Au niveau européen, la Commission européenne organise des audits réguliers tant au sein des États-membres de l'UE que des pays tiers, en vue de vérifier leur respect de la législation sanitaire et phytosanitaire de l'UE.
En 2015, 221 audits ont été organisés. Cependant, seuls 60 (un quart environ) se sont déroulés dans les pays tiers, les 161 restant visant les États-membres (8 pour la France). À plusieurs occasions, la France, comme certains autres États-membres, a demandé à la Commission que le nombre d'audits dans les pays tiers soit significativement augmenté.

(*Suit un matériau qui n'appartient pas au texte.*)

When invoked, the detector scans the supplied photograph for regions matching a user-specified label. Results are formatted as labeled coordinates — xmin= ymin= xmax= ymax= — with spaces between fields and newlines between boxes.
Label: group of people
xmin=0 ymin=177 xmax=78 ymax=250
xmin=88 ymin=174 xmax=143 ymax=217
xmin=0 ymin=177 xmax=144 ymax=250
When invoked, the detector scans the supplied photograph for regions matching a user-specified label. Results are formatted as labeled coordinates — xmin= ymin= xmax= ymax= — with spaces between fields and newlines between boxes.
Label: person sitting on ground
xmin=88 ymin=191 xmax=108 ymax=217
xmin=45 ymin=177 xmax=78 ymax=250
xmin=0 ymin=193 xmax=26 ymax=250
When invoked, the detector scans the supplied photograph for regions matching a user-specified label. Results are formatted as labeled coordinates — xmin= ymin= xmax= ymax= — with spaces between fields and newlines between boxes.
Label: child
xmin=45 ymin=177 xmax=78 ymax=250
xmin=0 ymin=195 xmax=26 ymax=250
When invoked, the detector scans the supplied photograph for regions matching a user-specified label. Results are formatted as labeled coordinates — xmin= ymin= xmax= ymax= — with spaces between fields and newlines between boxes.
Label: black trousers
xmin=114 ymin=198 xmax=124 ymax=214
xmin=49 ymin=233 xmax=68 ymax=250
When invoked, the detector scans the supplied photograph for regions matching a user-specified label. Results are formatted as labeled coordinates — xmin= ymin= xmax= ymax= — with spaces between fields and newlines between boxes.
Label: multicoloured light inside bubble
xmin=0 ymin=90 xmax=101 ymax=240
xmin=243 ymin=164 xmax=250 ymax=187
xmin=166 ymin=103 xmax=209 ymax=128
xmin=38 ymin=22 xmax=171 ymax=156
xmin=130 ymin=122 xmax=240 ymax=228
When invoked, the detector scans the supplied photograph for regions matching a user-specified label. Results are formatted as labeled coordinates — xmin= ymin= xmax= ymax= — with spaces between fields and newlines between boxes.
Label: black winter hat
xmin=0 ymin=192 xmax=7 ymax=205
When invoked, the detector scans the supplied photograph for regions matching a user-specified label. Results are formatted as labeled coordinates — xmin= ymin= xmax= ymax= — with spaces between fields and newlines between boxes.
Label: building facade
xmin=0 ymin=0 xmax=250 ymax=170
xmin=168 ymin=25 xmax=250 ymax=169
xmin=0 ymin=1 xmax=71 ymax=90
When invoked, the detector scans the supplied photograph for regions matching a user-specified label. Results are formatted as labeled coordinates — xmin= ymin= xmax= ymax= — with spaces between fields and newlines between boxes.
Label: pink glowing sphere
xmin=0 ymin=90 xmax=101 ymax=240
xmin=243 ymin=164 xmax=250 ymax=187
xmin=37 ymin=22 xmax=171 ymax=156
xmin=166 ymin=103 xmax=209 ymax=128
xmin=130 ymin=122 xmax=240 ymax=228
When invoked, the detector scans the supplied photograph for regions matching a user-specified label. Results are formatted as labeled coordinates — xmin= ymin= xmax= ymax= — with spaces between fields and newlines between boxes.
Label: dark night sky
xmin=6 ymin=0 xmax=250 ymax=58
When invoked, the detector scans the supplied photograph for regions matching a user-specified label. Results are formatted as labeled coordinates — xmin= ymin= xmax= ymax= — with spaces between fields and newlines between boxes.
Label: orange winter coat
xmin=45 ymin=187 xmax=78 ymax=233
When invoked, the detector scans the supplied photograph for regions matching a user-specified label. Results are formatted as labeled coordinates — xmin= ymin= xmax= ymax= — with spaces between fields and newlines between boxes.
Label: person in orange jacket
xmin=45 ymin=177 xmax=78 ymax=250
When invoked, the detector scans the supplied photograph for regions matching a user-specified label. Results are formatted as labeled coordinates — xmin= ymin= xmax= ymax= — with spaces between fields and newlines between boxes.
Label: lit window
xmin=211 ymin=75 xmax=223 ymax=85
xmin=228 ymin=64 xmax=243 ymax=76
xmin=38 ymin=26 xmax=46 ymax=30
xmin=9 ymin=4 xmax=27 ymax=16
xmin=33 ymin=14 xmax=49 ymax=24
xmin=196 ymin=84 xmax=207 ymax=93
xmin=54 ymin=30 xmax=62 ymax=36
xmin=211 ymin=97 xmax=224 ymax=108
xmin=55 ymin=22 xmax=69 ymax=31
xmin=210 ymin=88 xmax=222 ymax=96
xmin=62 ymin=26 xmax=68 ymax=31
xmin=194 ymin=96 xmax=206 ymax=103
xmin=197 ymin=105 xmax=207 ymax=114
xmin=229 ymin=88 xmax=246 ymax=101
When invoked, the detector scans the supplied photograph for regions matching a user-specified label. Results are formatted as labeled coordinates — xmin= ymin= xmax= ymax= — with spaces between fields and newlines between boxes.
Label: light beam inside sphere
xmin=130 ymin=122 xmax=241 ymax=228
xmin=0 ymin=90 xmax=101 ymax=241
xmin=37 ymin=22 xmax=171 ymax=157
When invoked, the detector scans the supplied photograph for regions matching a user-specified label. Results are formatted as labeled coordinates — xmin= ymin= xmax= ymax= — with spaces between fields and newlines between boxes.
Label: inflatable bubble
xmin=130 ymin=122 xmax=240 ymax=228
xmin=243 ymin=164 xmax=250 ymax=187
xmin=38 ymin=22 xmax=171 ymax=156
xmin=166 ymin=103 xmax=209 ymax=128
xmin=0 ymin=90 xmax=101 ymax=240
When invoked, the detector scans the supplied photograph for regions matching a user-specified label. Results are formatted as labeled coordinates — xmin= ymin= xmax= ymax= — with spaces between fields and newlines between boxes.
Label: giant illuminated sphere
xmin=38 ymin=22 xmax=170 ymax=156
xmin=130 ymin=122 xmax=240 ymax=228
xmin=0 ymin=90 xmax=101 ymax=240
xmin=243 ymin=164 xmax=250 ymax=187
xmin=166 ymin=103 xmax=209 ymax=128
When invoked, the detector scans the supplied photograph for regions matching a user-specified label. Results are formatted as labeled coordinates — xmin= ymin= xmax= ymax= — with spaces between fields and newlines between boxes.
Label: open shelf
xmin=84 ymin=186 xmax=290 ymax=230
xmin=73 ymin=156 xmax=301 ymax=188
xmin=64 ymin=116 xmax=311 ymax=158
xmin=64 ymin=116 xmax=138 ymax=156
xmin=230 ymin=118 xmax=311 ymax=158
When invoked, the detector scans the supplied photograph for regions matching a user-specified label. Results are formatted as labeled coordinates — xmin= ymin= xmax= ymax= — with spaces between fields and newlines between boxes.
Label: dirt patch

Au niveau national, la vérification du respect des exigences de l'UE par les pays tiers se fait à deux niveaux. Les lots importés sont soumis à un contrôle avant leur introduction dans le territoire de l'UE, principalement les ports et aéroports. Ce contrôle s'effectue dans :
- des postes d'inspection frontaliers (PIF) pour les animaux et produits d'origine animale ;
- des points d'entrée désignés (PED) pour les végétaux, produits végétaux et certains autres produits, comme les vitamines, lorsqu'il s'agit de veiller à la santé humaine et animale ;
- des points d'entrée communautaires (PEC) pour les végétaux, produits végétaux et autres objets, dès qu'il s'agit de veiller à la santé des végétaux.
Les contrôles dans les PIF, les PED en ce qui concerne la santé animale et les PEC sont effectués par des agents relevant du ministère chargé de l'agriculture (DGAL/SDASEI/Service d'inspection vétérinaire et phytosanitaire - SIVEP).
Les contrôles dans les PED concernant la santé humaine sont effectués par des agents relevant du ministère chargé de l'économie (DGCCRF).
Pour le contrôle des végétaux à l'importation, la publication d'un arrêté spécifique aux départements d'outre-mer, indépendamment de la législation de l'Union européenne, permettra d'appliquer le principe de réciprocité avec les pays tiers en ce qui concerne les échanges propres aux DOM.
Le Marché unique a déplacé le contrôle sanitaire et phytosanitaire des importations agricoles et animales aux limites de l'Union européenne et instauré des points de contrôle obligatoires à l'entrée du territoire européen. Les importations d'animaux, de végétaux et de leurs produits en provenance de pays tiers à l'Union européenne doivent être présentées dans des postes frontaliers disposant des installations nécessaires à l'inspection et des personnels compétents.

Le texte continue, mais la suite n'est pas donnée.